Java: Remove local query variants.

[michaelnebel]

In this PR we remove the local query variants.

The results from the queries can still be found by configuring threat models to also include local sources and using the non local query variants.

Some notes to consider in terms of review:

• Even though the java/tainted-numeric-cast is not completely similar to java/tainted-numeric-cast-local it appears that the difference in the where clause is coded into the sanitiser (but the local query variant was just not updated accordingly): Java: Move sink-constraints into the configuration in NumericCastTainted.ql. #10084
• The sanitiser for java/http-response-splitting is not identical to java/http-response-splitting-local, but it looks like a missing implementation detail on Java: Introduce a common sanitizer type for types which cannot realistically carry taint. #15291
• The sanitiser for java/unvalidated-url-redirection is not identical java/unvalidated-url-redirection-local, but it looks like a missing implementation detail on Java: Add extension point and default sanitizer to Open Redirect query #15565
• It looks a bit inconsistent in the auto model util library that it is only for the java/command-line-injection that both local and remote sources are included (maybe it is because both these data flow configurations are in the same QL lib, but this is not the case for the other local vs non local query modules).

I have not changed the java/tainted-permissions-check query. It is hardcoded to use UserInput as sources (both remote and local sources). Should it be considered to make this an threat model opt-in instead?

There are still some experimental queries where the exist a local and non local query variant.

Comments to the DCA experiment:
DCA was run on the nightly source suite and the security extended query suite and for variant v0 the threat model configuration was the default (remote sources) and for variant v1 the threat model configuration was set to remote and local.

• Performance drop of 7%. This looks acceptable. In variant v0 only remote sources are included and in in v1 both remote and local sources are included for queries that have opt'ed in to threat models.
• Approximately 7k extra alerts found.
• The only queries that showed a decrease in the number of alerts are: java/concatenated-command-line and java/concatenated-sql-query. This is not surprising as java/concatenated-command-line excludes all findings by java/command-line-injection (which shows an increase in findings) and java/concatenated-sql-query excludes all findings by java/sql-injection (which also shows an increase in findings).
• A similar experiment was run on Java: Enable threat models for most Java queries. #14370 where the quality of the results were checked (and that the combined sources found the combined results).

[github-actions]

QHelp previews:

[atorralba]

This is great, thank you! 🎉

[atorralba]

LGTM!

I have not changed the java/tainted-permissions-check query.
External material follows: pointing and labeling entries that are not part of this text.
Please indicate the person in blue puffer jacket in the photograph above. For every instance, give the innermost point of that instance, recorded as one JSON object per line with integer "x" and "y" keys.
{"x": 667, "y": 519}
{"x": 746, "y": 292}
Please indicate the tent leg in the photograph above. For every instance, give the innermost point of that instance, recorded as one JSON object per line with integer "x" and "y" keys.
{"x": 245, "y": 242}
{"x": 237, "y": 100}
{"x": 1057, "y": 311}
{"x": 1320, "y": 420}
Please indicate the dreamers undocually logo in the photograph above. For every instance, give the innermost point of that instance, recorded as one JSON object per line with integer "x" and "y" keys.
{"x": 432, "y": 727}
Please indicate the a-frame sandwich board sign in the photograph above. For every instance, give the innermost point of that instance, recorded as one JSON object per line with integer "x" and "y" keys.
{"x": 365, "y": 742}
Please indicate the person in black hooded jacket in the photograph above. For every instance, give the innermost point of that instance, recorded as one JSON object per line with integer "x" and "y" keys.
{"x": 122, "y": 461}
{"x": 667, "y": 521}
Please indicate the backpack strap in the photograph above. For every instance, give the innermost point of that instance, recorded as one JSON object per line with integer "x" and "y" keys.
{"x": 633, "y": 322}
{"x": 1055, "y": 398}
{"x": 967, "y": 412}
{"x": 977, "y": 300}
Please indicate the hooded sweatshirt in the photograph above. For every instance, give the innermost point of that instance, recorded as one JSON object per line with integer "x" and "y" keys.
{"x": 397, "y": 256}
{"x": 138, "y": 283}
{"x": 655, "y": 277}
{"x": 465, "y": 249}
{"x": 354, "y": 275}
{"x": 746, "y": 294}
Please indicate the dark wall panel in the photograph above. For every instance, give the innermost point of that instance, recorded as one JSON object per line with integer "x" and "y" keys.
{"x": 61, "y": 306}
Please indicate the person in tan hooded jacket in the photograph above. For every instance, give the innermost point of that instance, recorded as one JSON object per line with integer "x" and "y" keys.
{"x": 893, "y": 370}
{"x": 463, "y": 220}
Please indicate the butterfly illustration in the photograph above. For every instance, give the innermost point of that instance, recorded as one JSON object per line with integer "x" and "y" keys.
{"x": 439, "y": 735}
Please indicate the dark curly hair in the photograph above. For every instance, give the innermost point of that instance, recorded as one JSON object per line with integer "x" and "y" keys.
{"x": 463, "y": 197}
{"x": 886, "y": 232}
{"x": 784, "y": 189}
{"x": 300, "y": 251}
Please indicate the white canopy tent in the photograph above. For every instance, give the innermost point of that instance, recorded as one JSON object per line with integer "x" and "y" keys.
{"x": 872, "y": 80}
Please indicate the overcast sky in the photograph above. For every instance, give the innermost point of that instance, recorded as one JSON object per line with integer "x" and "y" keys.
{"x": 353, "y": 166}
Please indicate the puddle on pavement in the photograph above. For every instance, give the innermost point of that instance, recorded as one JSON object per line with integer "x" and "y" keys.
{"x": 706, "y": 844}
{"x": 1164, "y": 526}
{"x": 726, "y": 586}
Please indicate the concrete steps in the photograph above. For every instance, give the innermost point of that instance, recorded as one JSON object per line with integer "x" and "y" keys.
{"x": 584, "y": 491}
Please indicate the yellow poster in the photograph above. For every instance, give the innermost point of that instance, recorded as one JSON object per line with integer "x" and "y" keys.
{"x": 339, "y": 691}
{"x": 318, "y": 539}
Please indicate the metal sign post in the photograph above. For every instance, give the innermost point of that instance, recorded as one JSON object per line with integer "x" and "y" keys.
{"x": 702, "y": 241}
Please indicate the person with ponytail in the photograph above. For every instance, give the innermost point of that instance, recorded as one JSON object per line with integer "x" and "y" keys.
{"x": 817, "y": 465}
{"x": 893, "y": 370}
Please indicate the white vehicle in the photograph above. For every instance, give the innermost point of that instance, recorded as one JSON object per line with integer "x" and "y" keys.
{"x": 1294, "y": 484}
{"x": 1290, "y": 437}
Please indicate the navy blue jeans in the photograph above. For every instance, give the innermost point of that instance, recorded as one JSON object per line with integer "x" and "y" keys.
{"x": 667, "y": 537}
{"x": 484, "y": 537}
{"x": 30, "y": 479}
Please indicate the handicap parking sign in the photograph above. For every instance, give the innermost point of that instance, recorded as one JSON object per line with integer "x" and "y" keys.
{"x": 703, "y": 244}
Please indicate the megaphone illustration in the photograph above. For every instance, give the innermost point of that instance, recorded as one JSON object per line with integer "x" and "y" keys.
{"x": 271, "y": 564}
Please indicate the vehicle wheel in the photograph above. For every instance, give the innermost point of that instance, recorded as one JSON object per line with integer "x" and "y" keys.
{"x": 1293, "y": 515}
It is hardcoded to use UserInput as sources (both remote and local sources). Should it be considered to make this an threat model opt-in instead?

The query is so old that it probably predated remote flow sources and the old UserInput class was used instead. So it probably would make sense to adapt it to threat models as well, but we can defer this decision and change it in another PR if you want.

Since this change is pretty impactful, maybe we should coordinate communication with @coadaflorin before merging/releasing.

[michaelnebel]

@atorralba : Thank you for the review (and I agree with your comment)

@coadaflorin : Last year we discussed the removal of local versions of the security queries. Now that threat models has been properly released and public documentation is available for enabling (the local) threat models, it makes (in my opinion) that we delete the local variants. Is that acceptable from a product perspective?

[coadaflorin]

We already announced when we released C# threat models that for some queries we removed the local sources, so I think it's fair that we follow-up with this work.

If someone manually included this query in their suite, what would they see?